More capital will only mean that a bank can lose more money before going broke.  Under deployed capital is an equally a bad outcome with cost of credit increasing to ensure adequate returns on capital. 

A set of simple regulations with more effective supervision that aims to instill a strong risk culture that curbs excessive risk taking, significant disincentives for senior management failure will be far more desirable. 

What can be done?

While Quantitative easing has kept the interest rates low, it could have delivered a far greater impact if the Central Banks created a ‘Special Assets Vehicle’ to buy risk assets off the bank.

Special Assets Vehicle

A vehicle funded by the Central Bank can start buying illiquid assets (not necessarily bad assets) from banks at an ‘arms length’ price.  These assets unwind over time as the underlying loans amortise. 

This would alleviate both liquidity and capital in banks, thereby creating capacity for new lending. Ultimately, if banks have to get strong, economy has to fire again and if the economy has to fire again, banks have to start lending!  The situation now is neither is happening and we are in the danger of getting into a downward spiral loop!

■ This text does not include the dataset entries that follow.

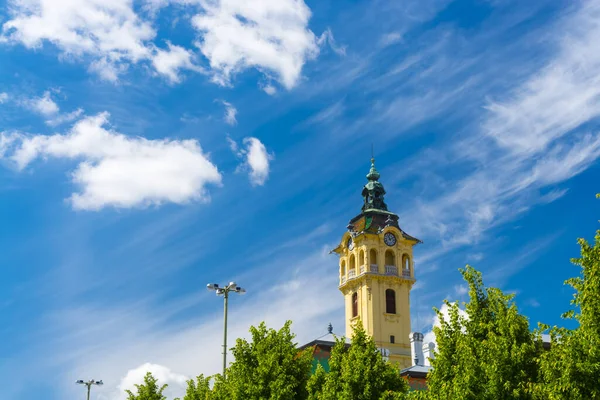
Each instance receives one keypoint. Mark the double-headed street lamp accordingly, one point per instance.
(232, 287)
(89, 384)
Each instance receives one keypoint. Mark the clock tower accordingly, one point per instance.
(377, 272)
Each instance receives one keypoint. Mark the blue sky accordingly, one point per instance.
(150, 147)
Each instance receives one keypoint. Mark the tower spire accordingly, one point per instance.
(373, 192)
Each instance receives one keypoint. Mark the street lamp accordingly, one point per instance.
(232, 287)
(89, 384)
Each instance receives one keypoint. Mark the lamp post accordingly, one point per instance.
(232, 287)
(89, 384)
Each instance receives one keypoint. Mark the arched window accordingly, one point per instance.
(373, 256)
(406, 262)
(390, 301)
(390, 258)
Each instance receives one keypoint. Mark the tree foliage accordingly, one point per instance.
(571, 369)
(149, 390)
(357, 373)
(488, 354)
(270, 367)
(199, 389)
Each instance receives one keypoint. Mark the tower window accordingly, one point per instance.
(390, 259)
(390, 301)
(406, 262)
(373, 255)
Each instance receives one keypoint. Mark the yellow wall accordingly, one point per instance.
(371, 288)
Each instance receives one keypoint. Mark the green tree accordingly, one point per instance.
(488, 354)
(149, 390)
(270, 367)
(357, 373)
(571, 368)
(199, 389)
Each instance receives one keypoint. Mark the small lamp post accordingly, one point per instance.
(224, 291)
(89, 384)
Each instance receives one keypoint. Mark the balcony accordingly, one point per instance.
(391, 270)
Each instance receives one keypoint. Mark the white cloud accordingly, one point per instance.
(110, 35)
(233, 146)
(63, 118)
(230, 113)
(269, 89)
(271, 36)
(176, 382)
(170, 62)
(43, 105)
(526, 144)
(257, 159)
(327, 38)
(139, 333)
(391, 38)
(561, 97)
(121, 171)
(107, 30)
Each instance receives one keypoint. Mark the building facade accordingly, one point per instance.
(376, 273)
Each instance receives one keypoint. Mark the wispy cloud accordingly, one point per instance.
(120, 171)
(43, 105)
(230, 113)
(64, 118)
(171, 61)
(522, 147)
(110, 37)
(270, 36)
(257, 160)
(111, 32)
(146, 333)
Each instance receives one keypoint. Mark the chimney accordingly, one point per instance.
(428, 353)
(416, 347)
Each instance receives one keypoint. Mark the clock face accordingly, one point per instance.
(389, 239)
(350, 244)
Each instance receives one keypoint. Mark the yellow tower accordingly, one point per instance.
(376, 273)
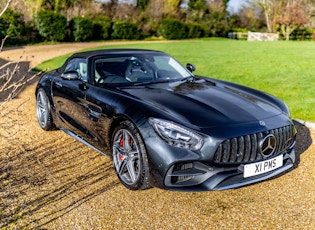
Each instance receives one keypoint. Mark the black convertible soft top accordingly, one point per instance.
(92, 53)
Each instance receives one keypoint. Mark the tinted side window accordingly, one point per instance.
(79, 65)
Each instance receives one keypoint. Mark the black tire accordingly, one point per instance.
(43, 112)
(129, 157)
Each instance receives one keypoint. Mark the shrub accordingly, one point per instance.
(102, 27)
(12, 25)
(82, 29)
(195, 30)
(52, 26)
(173, 29)
(126, 30)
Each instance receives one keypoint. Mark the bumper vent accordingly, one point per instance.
(246, 148)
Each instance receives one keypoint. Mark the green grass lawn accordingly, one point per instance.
(284, 69)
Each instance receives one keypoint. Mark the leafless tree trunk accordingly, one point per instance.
(5, 7)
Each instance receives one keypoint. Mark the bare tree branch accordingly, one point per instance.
(6, 7)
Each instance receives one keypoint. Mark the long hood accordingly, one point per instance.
(206, 104)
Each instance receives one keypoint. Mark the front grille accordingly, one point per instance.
(246, 148)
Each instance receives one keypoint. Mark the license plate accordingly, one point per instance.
(261, 167)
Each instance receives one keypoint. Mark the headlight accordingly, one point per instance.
(287, 111)
(176, 135)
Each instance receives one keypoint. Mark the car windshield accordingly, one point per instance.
(138, 68)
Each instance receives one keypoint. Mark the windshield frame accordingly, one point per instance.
(153, 67)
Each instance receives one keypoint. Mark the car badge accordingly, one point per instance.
(268, 145)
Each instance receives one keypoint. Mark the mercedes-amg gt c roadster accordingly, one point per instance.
(163, 126)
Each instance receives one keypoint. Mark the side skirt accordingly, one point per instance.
(83, 141)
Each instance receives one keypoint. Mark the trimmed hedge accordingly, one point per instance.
(12, 25)
(173, 29)
(52, 26)
(102, 27)
(195, 30)
(82, 29)
(126, 30)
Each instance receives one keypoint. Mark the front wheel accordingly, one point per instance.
(130, 157)
(43, 110)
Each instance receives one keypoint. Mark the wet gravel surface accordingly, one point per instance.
(50, 181)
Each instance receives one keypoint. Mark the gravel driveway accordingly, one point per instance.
(50, 181)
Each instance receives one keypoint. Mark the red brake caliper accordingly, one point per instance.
(121, 144)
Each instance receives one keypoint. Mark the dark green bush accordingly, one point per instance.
(126, 30)
(13, 26)
(82, 29)
(52, 26)
(195, 30)
(173, 29)
(102, 27)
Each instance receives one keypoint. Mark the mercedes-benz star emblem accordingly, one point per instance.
(268, 145)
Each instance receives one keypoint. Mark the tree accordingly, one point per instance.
(271, 10)
(33, 6)
(6, 6)
(292, 16)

….some immediate priorities

Instead of spending endless hours to debate and construct a comprehensive regulatory regime that is leading to more uncertainty stifling new capital for banks, it would be far more beneficial if the immediate focus was on the following:
·             set up a special assets vehicle and buy illiquid assets off banks using quantitative easing (can set strict credit criteria for loans to be bought);
·       enforce a risk culture and ensure Boards of Banks are represented adequately by risk professionals who can set and monitor risk appetite;
·               hold senior management accountable for failure;
·             levy stiffer penalties including criminal prosecution in case of fraud and systematic abuse like money laundering or mis-selling;
·            set prudent guidelines on executive compensation that does not encourage excessive risk taking and has a sufficiently large deferred component that is linked to long term performance;
·                have claw back provisions for failure including docking of pensions;
·               leave the quantum capital at a level of 8% and focus on quality of capital i.e. equity;
·       enforce robust resolution plans including setting sufficient bail-in’able debt to cushion losses;
·             use macro prudential filters to curb excessive risk than stipulating higher capital minimums for all banks… a one size fit all approach is counterproductive.

Having prudent compensation guidelines and strict rules to curb gaming of tax, accounting and regulations alone would have more salutary effect than oodles of regulation! 


And once the dust settles, that would be time to revisit and design a more robust financial framework. The aim should be to have a financial sector that ring fences activities that are raison d’être of banks i.e. of providing payment services, savings and lending products to clients and customers.  And a framework where customers have a choice!  A call for back to simplicity!

The law makers should then take steps to dismantle the ‘too big to manage’ and ‘too big to fail’ institutions that may eventually address the big goal of ‘taming the banks’!

As Gertrude Jekyll, a British horticulturist once said, “There is no spot of ground, however arid, bare or ugly, that cannot be tamed into such a state as may give an impression of beauty and delight.”

She certainly wasn’t thinking of banks!